The following day, Oliver was reduced to a quivering mess,
terrified of Garth’s return; he prayed for a swift execution, while Althea insisted on playing a morbid game of Would You Rather—would you rather watch the other one die, or would you rather be killed first, knowing the other would have to watch you go? They cleaned frantically for hours. Finally, Althea sent him home because he was running a fever. He went to sleep that night and stayed that way for the better part of the next two weeks, and while he was gone she’d noticed there was something different about the way she missed him.
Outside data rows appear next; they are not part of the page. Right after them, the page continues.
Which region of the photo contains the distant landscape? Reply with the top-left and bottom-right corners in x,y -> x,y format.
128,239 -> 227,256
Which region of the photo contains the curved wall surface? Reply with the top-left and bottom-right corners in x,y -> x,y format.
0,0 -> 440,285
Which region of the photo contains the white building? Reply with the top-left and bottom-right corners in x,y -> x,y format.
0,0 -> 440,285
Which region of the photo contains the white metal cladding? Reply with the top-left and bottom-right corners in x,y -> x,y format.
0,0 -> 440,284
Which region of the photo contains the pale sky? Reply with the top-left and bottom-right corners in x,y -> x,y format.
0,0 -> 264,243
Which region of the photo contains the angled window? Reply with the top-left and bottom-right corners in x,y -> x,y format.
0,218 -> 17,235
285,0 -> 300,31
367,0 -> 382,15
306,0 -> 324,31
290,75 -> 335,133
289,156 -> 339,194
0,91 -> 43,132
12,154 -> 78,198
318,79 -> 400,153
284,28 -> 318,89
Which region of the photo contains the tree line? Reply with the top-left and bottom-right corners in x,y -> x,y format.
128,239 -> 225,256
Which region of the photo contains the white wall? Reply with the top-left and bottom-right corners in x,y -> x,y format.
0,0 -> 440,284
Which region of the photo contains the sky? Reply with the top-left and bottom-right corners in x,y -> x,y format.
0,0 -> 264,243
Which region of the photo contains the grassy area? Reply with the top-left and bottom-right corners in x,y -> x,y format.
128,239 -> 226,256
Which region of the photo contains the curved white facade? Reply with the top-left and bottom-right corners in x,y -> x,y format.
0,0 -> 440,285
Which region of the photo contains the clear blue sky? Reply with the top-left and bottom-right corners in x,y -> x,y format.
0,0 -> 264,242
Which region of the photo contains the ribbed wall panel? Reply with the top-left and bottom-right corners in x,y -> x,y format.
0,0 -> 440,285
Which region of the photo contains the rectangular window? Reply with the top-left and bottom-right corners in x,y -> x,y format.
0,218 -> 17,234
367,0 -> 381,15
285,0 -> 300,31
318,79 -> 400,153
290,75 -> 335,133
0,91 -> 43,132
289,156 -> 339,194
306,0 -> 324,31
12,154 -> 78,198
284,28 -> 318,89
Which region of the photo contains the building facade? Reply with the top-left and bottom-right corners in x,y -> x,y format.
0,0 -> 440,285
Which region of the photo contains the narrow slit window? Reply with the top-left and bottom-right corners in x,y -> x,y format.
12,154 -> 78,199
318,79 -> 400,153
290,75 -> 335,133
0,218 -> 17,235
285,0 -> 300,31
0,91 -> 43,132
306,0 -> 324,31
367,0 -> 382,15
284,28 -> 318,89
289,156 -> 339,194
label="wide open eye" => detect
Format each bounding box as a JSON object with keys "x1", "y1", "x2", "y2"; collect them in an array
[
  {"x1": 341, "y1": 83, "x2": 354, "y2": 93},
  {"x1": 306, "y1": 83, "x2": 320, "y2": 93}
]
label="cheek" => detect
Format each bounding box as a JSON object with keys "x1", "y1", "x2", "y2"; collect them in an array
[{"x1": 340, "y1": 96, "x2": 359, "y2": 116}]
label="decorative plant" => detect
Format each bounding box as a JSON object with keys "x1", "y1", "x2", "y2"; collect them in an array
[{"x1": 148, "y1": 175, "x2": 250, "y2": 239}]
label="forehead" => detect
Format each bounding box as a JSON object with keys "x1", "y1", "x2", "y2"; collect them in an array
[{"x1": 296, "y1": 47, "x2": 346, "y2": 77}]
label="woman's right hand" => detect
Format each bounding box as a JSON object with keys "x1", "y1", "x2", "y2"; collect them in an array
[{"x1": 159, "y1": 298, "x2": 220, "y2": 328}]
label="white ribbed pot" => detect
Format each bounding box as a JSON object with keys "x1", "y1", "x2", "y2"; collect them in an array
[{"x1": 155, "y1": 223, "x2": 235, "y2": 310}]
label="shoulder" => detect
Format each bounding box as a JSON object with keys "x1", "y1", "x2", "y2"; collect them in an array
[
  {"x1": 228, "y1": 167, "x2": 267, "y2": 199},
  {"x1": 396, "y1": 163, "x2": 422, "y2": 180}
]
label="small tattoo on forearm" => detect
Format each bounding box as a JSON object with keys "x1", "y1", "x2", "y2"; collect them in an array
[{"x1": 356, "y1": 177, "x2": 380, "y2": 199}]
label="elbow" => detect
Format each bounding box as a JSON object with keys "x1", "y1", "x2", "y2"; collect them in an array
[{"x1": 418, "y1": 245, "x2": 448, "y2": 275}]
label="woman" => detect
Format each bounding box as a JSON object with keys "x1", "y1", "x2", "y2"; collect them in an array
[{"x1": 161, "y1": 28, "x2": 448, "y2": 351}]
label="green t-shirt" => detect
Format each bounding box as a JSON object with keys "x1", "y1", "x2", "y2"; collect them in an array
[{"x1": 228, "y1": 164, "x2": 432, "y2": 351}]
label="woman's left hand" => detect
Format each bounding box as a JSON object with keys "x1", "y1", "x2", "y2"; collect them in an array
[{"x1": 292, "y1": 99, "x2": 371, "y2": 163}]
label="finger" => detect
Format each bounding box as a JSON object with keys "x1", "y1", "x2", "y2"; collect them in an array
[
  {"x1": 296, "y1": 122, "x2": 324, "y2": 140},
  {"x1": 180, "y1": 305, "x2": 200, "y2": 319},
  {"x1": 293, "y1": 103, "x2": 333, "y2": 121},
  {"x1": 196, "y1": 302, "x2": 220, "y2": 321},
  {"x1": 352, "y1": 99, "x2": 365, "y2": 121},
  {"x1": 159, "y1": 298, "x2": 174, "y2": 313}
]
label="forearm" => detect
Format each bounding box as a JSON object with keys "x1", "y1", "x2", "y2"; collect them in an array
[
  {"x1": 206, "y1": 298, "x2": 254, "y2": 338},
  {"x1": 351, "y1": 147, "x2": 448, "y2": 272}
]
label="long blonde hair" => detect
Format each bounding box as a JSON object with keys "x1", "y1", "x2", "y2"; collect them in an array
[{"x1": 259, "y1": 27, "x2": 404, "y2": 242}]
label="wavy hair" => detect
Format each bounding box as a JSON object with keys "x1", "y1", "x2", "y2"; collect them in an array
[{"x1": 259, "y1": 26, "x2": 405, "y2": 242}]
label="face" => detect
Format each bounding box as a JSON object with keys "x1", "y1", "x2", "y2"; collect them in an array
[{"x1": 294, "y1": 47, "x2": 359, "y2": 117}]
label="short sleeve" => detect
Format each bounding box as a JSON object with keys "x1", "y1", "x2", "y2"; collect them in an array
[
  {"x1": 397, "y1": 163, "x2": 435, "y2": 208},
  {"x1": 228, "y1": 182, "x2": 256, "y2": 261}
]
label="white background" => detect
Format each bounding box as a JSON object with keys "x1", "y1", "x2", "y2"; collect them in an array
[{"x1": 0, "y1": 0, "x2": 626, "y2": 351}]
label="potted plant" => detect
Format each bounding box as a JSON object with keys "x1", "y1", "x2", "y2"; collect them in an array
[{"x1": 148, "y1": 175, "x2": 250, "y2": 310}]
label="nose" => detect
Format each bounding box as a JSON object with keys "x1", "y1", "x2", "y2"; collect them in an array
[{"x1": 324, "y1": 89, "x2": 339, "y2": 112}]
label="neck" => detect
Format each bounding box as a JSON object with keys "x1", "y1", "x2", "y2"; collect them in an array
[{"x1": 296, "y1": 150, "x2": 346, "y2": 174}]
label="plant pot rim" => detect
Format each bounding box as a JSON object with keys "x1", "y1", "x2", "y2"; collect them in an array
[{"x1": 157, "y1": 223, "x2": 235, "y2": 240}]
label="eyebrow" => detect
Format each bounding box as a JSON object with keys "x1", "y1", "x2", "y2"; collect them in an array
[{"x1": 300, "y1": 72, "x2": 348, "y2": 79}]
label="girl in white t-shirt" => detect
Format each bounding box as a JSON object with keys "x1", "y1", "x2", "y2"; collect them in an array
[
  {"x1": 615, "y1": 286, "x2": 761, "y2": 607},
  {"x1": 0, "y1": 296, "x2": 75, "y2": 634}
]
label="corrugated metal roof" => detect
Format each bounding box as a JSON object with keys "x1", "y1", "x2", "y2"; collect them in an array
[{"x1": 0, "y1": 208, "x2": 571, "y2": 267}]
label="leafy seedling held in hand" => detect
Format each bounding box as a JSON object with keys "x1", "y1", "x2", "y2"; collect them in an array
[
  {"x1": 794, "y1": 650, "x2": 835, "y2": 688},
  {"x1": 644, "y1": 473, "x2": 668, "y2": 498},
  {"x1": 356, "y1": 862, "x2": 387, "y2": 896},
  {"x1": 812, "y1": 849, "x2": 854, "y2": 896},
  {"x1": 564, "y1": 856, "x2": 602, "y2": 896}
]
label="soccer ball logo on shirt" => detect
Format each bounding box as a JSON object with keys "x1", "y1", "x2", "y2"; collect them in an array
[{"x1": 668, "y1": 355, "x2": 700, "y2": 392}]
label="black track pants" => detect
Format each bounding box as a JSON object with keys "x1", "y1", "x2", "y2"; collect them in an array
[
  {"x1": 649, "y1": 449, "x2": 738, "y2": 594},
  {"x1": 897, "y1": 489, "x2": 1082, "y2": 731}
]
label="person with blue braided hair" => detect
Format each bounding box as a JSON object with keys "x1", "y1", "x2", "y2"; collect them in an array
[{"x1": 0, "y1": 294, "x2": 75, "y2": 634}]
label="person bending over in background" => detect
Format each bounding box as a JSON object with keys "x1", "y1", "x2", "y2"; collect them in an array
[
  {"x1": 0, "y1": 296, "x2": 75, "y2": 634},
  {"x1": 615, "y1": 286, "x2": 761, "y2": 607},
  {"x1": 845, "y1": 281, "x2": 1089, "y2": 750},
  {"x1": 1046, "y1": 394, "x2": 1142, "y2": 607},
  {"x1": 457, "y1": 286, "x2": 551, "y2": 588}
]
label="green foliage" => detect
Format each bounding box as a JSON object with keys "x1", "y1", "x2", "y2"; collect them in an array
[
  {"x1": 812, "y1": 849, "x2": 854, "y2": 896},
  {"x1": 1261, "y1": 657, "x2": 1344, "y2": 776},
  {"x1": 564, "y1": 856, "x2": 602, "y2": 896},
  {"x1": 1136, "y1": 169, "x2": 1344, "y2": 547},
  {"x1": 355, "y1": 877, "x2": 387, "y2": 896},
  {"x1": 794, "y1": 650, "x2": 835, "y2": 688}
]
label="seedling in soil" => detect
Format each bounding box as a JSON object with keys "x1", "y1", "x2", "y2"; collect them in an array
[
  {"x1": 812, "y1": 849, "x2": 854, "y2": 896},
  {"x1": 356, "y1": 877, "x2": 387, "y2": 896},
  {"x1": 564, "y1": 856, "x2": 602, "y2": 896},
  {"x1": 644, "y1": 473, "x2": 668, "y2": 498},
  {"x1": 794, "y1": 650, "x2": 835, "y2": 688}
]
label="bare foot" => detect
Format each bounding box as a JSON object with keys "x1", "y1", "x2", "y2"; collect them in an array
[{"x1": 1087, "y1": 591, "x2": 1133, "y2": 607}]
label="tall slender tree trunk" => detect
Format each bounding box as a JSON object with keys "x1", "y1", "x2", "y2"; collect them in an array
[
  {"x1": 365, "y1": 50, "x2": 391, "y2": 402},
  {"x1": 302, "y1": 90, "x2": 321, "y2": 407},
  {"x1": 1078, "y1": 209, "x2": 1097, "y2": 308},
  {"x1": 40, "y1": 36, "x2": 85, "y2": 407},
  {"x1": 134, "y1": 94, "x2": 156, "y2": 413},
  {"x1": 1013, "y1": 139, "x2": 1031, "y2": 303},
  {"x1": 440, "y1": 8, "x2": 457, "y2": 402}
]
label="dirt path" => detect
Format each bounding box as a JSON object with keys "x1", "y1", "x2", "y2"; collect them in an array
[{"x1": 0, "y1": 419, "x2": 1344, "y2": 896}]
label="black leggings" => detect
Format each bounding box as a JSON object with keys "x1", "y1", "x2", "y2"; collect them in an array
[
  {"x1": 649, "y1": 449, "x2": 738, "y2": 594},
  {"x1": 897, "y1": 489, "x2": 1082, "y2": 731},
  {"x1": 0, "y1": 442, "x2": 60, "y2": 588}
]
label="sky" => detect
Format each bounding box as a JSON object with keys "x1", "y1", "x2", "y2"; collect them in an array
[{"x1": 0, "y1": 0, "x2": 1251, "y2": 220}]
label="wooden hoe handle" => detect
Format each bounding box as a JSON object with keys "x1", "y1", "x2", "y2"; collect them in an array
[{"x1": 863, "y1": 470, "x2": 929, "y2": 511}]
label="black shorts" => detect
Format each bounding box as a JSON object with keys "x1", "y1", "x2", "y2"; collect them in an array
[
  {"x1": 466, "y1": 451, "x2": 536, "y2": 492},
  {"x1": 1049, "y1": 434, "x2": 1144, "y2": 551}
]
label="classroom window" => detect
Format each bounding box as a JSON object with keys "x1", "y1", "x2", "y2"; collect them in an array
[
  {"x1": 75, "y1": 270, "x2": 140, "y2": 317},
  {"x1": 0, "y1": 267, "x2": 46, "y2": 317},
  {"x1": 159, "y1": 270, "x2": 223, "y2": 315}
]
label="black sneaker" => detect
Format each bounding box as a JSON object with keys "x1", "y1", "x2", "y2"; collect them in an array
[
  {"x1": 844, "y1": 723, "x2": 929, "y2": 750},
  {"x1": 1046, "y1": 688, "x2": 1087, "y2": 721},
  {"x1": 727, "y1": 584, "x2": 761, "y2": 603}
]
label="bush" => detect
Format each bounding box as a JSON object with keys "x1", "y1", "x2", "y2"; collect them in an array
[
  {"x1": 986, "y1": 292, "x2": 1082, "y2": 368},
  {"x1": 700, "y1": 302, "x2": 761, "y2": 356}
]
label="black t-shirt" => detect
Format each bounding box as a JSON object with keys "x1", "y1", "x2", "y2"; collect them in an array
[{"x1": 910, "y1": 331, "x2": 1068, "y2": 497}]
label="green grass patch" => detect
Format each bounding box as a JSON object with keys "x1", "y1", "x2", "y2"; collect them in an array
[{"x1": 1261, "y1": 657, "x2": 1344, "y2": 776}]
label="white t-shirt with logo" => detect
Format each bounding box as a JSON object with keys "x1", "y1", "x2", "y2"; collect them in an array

It was colored with impatience and expectation, as if they had been in the middle of a conversation, interrupted just as he was about to tell her something important and she was forced to wait for the right moment to ask, “What were you going to say?” She was missing something that hadn’t even happened yet and couldn’t happen until Oliver was awake and accounted for and finally paying attention.
It had been her mother, of all people, who had intuited the shift, coming right out on the phone one day and asking if she and Oliver were having sex.
“I don’t expect your father to talk to you about birth control,” she’d begun, and Althea had cut her off at the pass, saying that her health class had covered the subject thoroughly. Nevertheless, Alice had barreled on. “Are you two still having sleepovers all the time? You’re too old for that now, you know; you can’t be sleeping in the same bed like you did when you were kids.”
“Our raging hormones have yet to get the better of us.”
“There are places where you can go to get the Pill. You don’t even need to involve your father.”
“I just told you I’m not having sex. Why would I need to go on the Pill?” Althea responded.
“You know, it can make your breasts bigger, too.”
Althea had never told her mother of the shame her flat chest inspired, and she had marveled then at how, in their first conversation in months, Alice could identify the unbearably specific miseries Althea never shared with anyone. Althea had handed the phone to Garth out of sheer embarrassment, and he took the rest of the call in his study with the door closed. He had emerged red-faced and poured himself a scotch, and after that started leaving the basement door open when Oliver was over. Her parents’ apparent confidence that she and Oliver either were or would soon be sleeping together only made her more disconsolate as she pitched and turned in her bed at night, wondering why Oliver remained willfully oblivious to what everyone around him appeared to consider a certainty.